Return total amount of memory used by running tasks.

Similar caveats as in ShellcmdLrms.count_running_tasks() apply here.

free(app)

Delete the temporary directory where a child process has run. The temporary directory is removed with all its content, recursively.

If deletion is successful, the lrms_execdir attribute in app.execution is reset to None; subsequent invocations of this method on the same applications do nothing.

get_resource_status()

Update the status of the resource associated with this LRMS instance in-place.

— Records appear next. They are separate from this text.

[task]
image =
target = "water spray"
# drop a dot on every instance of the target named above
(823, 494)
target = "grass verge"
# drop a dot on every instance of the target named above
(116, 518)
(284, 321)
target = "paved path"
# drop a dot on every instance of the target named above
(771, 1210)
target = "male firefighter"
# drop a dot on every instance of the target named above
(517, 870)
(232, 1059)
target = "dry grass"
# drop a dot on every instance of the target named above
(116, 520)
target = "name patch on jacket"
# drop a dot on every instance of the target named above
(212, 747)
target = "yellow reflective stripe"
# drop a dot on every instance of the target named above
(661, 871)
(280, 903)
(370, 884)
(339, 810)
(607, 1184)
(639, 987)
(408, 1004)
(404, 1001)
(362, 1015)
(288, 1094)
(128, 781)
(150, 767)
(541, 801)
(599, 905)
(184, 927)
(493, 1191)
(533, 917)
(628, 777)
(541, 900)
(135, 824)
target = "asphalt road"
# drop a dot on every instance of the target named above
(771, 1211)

Return updated Resource object.

get_results(app, download_dir, overwrite=False, changed_only=True)

Retrieve job output files into local directory download_dir.

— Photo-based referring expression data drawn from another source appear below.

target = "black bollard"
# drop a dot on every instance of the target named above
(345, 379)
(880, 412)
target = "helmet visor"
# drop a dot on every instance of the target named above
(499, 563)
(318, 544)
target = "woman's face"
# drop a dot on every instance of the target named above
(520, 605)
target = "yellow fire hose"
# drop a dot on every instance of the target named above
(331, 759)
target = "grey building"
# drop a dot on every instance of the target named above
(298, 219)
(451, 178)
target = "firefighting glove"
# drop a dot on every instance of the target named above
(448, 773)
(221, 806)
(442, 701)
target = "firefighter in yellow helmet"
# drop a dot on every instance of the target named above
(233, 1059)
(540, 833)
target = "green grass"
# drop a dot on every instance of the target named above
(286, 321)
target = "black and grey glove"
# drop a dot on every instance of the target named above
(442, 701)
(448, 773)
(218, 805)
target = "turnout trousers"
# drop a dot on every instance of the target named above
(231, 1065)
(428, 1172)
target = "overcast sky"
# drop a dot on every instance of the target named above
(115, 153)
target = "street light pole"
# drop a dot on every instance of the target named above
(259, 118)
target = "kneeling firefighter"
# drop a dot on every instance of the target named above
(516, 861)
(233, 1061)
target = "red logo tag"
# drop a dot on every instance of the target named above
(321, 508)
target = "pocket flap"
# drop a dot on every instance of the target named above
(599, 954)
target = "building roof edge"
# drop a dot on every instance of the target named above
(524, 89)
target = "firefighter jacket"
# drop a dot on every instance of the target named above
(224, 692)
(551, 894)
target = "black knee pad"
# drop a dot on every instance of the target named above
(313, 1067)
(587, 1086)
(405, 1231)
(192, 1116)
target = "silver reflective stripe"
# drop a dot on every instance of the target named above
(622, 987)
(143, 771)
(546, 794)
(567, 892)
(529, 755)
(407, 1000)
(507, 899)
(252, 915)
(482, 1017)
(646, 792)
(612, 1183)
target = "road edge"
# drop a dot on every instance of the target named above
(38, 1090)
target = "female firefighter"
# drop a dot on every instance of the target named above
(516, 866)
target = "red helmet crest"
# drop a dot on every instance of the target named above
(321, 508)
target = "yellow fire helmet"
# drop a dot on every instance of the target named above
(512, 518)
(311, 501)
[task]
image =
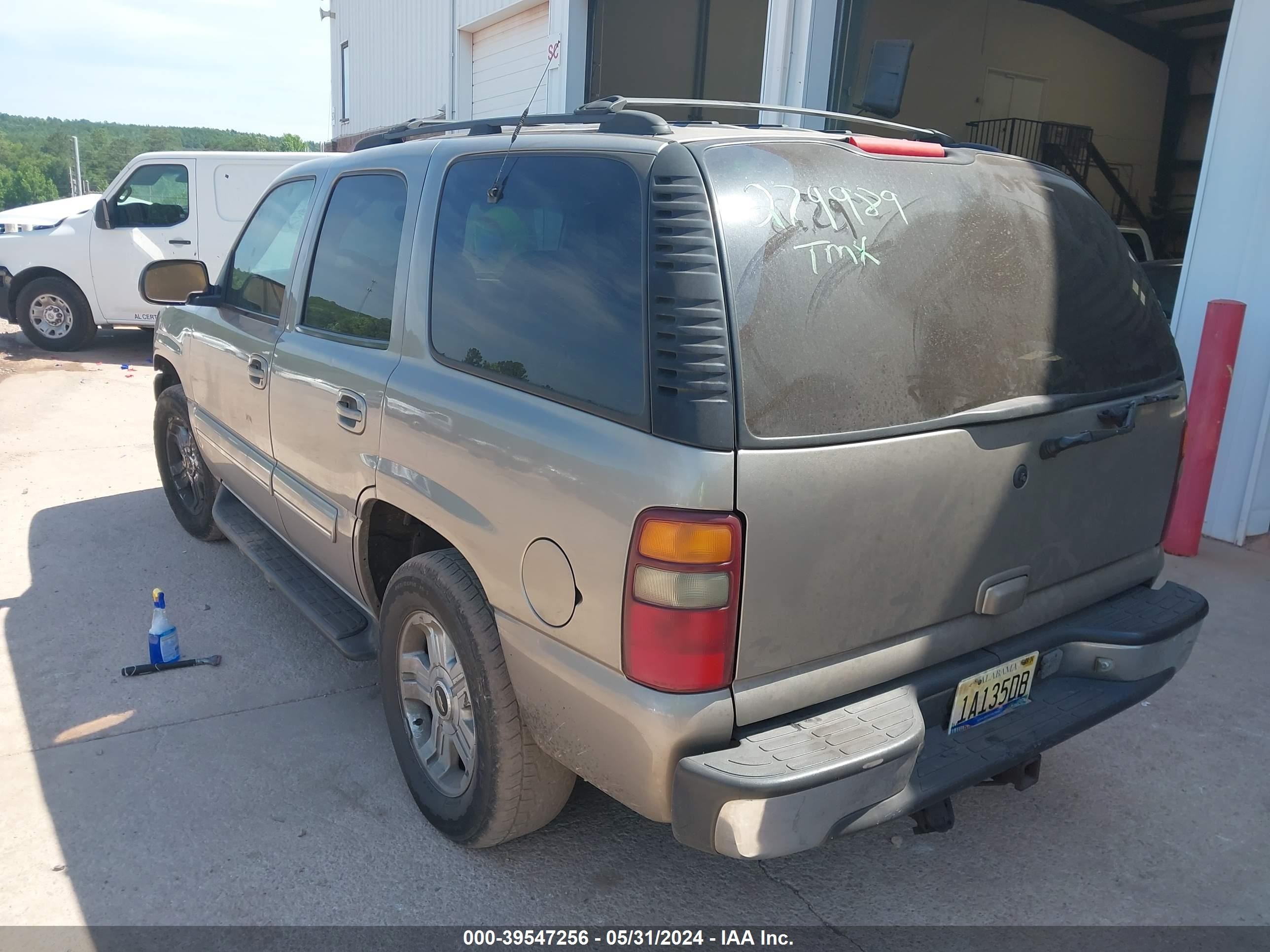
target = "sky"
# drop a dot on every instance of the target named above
(247, 65)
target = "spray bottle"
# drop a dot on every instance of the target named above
(163, 634)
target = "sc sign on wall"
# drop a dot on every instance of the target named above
(507, 63)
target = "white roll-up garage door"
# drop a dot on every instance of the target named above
(508, 59)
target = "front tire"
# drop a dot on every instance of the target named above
(453, 714)
(190, 485)
(54, 314)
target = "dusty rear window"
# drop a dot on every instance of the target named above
(870, 294)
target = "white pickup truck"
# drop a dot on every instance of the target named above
(61, 282)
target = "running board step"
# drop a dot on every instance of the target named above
(331, 611)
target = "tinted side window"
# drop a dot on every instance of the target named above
(545, 286)
(354, 266)
(262, 262)
(154, 196)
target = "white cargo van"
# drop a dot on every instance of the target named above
(61, 282)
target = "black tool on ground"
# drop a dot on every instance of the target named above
(135, 669)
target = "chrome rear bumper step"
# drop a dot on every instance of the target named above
(789, 785)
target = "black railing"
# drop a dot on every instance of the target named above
(1063, 146)
(1033, 139)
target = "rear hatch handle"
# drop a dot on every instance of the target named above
(1125, 417)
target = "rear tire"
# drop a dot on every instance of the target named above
(188, 484)
(54, 314)
(448, 696)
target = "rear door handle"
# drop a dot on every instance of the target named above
(257, 371)
(351, 410)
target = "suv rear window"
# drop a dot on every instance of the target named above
(544, 289)
(872, 294)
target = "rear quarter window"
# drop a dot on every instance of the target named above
(544, 289)
(870, 294)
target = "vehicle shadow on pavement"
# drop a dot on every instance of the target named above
(267, 791)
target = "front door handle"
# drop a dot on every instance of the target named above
(257, 371)
(351, 410)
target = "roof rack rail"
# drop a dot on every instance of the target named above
(933, 135)
(610, 115)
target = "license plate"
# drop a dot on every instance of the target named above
(993, 692)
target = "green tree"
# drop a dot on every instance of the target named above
(25, 184)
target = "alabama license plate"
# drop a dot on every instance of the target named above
(993, 692)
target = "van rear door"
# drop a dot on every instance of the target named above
(910, 332)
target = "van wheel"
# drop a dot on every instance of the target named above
(55, 315)
(468, 758)
(188, 484)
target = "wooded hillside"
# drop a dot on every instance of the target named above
(36, 154)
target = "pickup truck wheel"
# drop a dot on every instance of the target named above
(188, 484)
(55, 315)
(468, 758)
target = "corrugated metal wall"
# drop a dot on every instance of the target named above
(399, 54)
(399, 61)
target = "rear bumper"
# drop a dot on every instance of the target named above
(794, 782)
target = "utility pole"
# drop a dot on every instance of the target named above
(79, 175)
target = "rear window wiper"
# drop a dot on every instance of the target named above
(1125, 417)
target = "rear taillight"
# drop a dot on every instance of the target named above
(682, 592)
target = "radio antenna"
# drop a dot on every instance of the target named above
(495, 191)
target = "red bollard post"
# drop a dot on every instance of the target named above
(1214, 369)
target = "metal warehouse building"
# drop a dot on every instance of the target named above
(1160, 108)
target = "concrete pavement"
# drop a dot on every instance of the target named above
(266, 791)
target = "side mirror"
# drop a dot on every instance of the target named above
(172, 282)
(888, 73)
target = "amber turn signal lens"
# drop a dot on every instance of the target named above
(686, 543)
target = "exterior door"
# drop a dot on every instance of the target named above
(507, 63)
(229, 348)
(1009, 96)
(154, 215)
(332, 365)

Directory download_dir must already exists.

If optional 3rd argument overwrite is False (default), then existing files within download_dir (or subdirectories thereof) will not be altered in any way.

If overwrite is instead True, then the (optional) 4th argument changed_only determines what files are overwritten:

  • if changed_only is True (default), then only files for which the source has a different size or has been modified more recently than the destination are copied;
  • if changed_only is False, then all files in source will be copied into destination, unconditionally.

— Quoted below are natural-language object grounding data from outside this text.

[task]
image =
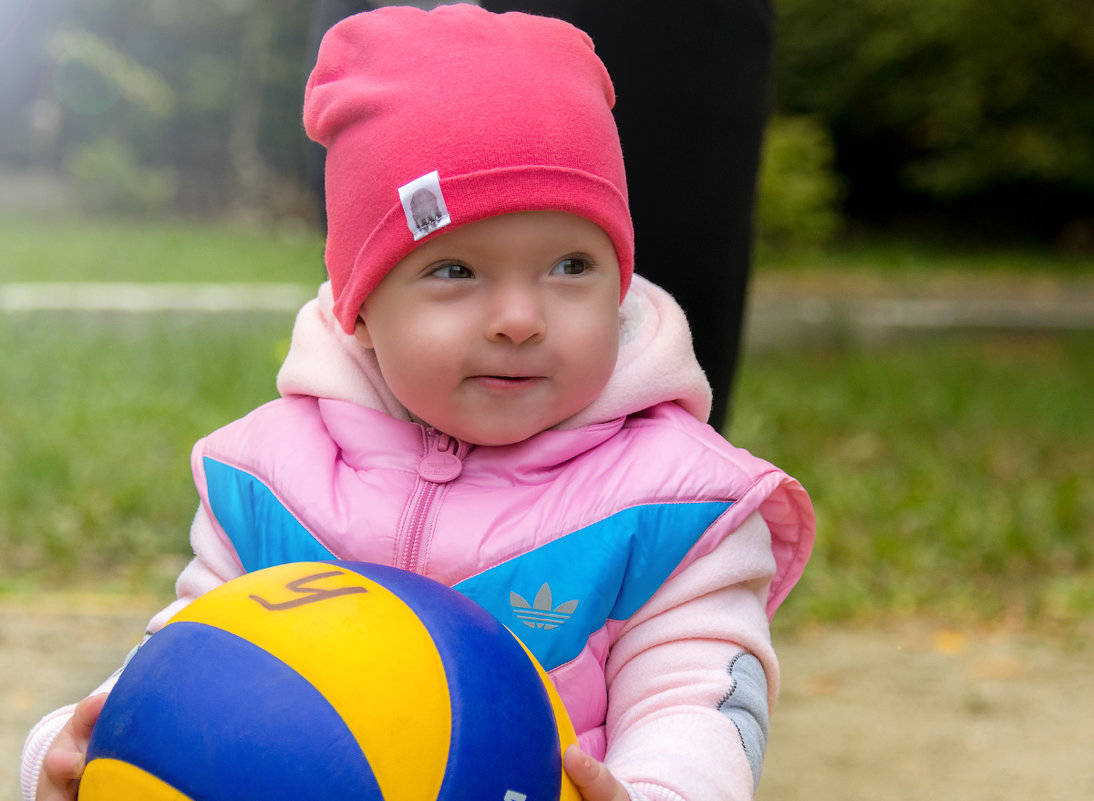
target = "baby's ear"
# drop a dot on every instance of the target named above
(361, 333)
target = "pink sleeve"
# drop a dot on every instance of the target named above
(670, 670)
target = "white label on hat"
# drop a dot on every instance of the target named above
(423, 205)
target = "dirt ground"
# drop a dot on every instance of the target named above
(912, 711)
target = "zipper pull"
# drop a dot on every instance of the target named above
(441, 464)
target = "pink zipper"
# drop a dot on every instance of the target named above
(440, 464)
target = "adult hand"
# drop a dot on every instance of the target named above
(65, 761)
(594, 780)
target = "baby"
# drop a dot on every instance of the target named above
(486, 393)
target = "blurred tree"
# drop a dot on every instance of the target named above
(209, 92)
(955, 102)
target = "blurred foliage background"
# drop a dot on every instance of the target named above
(968, 117)
(940, 147)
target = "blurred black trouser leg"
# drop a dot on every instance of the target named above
(693, 84)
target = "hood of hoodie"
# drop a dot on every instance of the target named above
(655, 364)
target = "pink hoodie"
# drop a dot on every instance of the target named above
(635, 552)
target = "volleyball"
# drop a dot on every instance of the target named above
(330, 681)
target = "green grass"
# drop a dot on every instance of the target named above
(155, 252)
(951, 473)
(99, 420)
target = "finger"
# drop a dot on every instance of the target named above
(594, 780)
(85, 716)
(60, 767)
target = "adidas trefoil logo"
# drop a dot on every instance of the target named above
(539, 614)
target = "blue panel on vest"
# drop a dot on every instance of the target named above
(556, 596)
(263, 531)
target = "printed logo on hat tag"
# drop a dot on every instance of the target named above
(423, 204)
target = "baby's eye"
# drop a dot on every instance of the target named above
(452, 271)
(571, 266)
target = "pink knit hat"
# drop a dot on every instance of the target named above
(435, 119)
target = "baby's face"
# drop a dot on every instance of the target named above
(499, 329)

Output files that do not exist in download_dir will be copied, independently of the overwrite and changed_only settings.

Parameters:
  • job (Task) – the Task instance whose output should be retrieved
  • download_dir (str) – path to download files into
  • overwrite (bool) – if False, do not download files that already exist
  • changed_only (bool) – if both this and overwrite are True, only overwrite those files such that the source is newer or different in size than the destination.
has_running_tasks()

Return True if tasks are running on the resource.

See ShellcmdLrms.count_running_tasks() for caveats about the count of “running jobs” upon which this boolean check is based.

peek(app, remote_filename, local_file, offset=0, size=None)

Download size bytes (at offset offset from the start) from remote file remote_filename and write them into local_file. If size is None (default), then snarf contents of remote file from offset unto the end.

First argument remote_filename is the path to a file relative to the remote job “sandbox”.

Argument local_file is either a local path name (string), or a file-like object supporting a .write() method. If local_file is a path name, it is created if not existent, otherwise overwritten. In any case, upon exit from this procedure, the stream will be positioned just after the written bytes.

Fourth optional argument offset is the offset from the start of the file. If offset is negative, it is interpreted as an offset from the end of the remote file.

Any exception raised by operations will be re-raised to the caller.

submit_job(app)

Run an Application instance as a shell process.

See:LRMS.submit_job
update_job_state(app)

Query the running status of the local process whose PID is stored into app.execution.lrms_jobid, and map the POSIX process status to GC3Libs Run.State.

validate_data(data_file_list=[])

Return False if any of the URLs in data_file_list cannot be handled by this backend.

The shellcmd backend can handle the following URL schemas:

  • file (natively, read/write);
  • swift/swifts/swt/swts (with Python-based remote helper, read/write);
  • http/https (with Python-based remote helper, read-only).